Anti-Semitism is special, according to Holocaust scholar Deborah Lipstadt.
“It has the unique distinction of coming from the right and the left. It’s the only prejudice that comes from both sides,” Lipstadt told an audience at Washington Hebrew Congregation on Oct. 24. “[Anti-Semites say] the Jew is smarter than, richer than, more conniving than [others]. The Jew was not just to be disliked, but to be feared.”
Lipstadt, a professor of history at Emory University, discussed how anti-Semitism has evolved to the point that that extremists on both the left and right use anti-Semitic stereotypes to further their agendas.
Her talk took place days after a Washington Hebrew Congregation security guard found anti-Semitic and anti-Israeli graffiti scrawled on the back door of the synagogue and the day and the same that the American Jewish Committee released a survey that found nearly 90 percent of those interviewed think that anti-Semitism is a problem in the United States.
Lipstadt did not discuss the survey or the graffiti incident and instead focused on how right-wing extremists use stereotypes to show that Jews are taking the power rightfully meant for white Christians. For left-wing extremists, stereotypes show that Jews are more the oppressors than the oppressed.
Both views on Jews are dangerous, Lipstadt said, even if the right wing is violent.

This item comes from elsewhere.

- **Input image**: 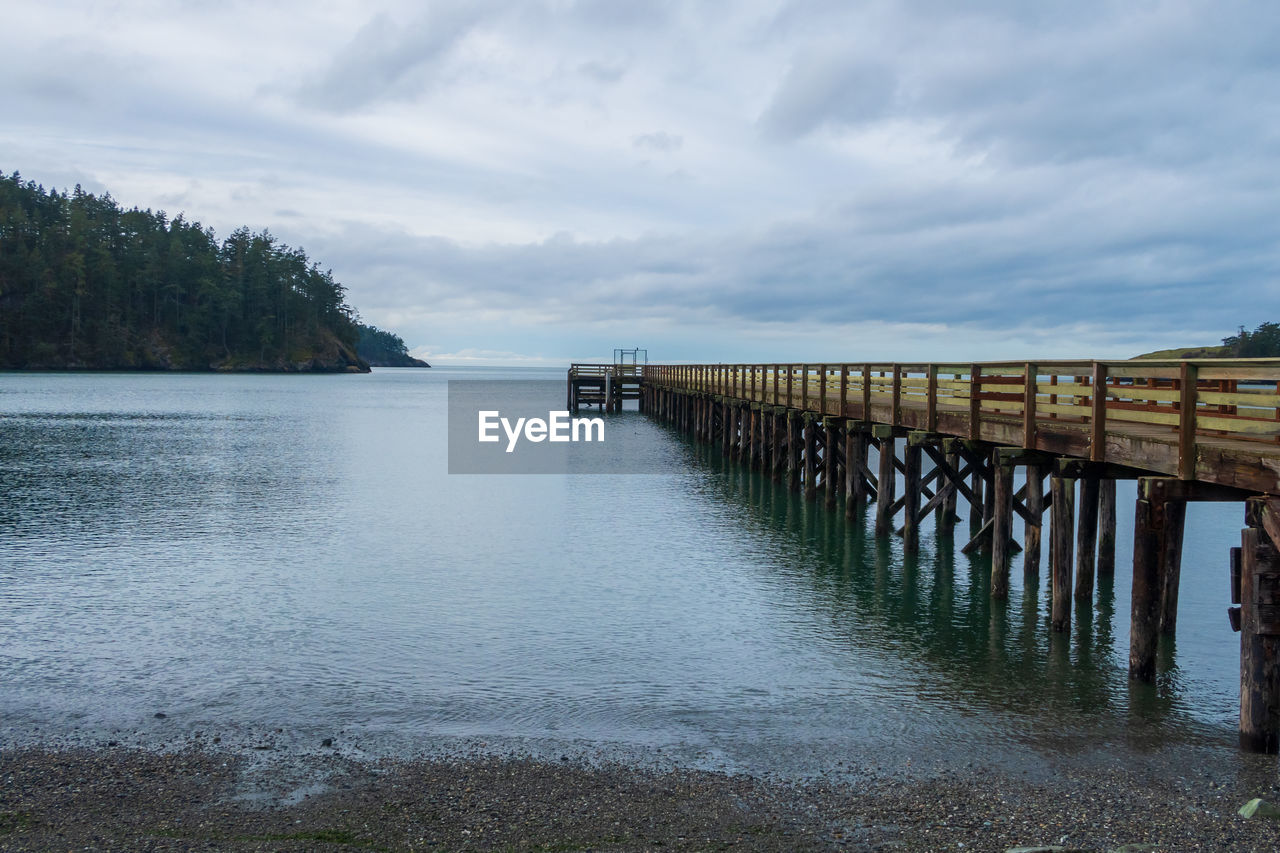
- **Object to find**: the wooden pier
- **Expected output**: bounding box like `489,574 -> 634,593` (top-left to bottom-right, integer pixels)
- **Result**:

“One is dangerous from its violence and one is dangerous from its institutionalization of anti-Semitism,” she said. “And the thing is, people who only see the anti-Semitism from the other side of the political spectrum suggests to me that they’re using it as a political weapon.”
Denying anti-Semitism on one’s own side can lead to genocide, she said. No genocide began with action. she said. Genocide begins with words. And words led to the mass shootings at the synagogues in Pittsburgh, Poway and Halle, Germany.
The shooters left nearly identical manifestos, she said. They all got their mindsets from similar sources and all targeted Jews. White supremacists, she said, blame Jews for a conspiracy to replace “white Christian society with black people, with brown people.”
Lipstadt said white supremacists believe that people of color aren’t capable of elevating themselves in society, and therefore must have gotten assistance from the Jews.
The fact that many Jews were white and how that was used against them was also discussed. Lipstadt said that white supremacists see Jews “as devils,” who are able to disguise themselves.
“Unlike the racist who punches down,” she said. “The anti-Semite punches up.”
That is the case for left-wing anti-Semites especially.
Because they believe that Jews are wealthy and powerful, Jews cannot be a marginalized group. And if they’re wealthy, they’re part of the problem, she said, adding, “They see the Jew, who is to them a white person. A wealthy person. Ipso factor [the Jew] has power.”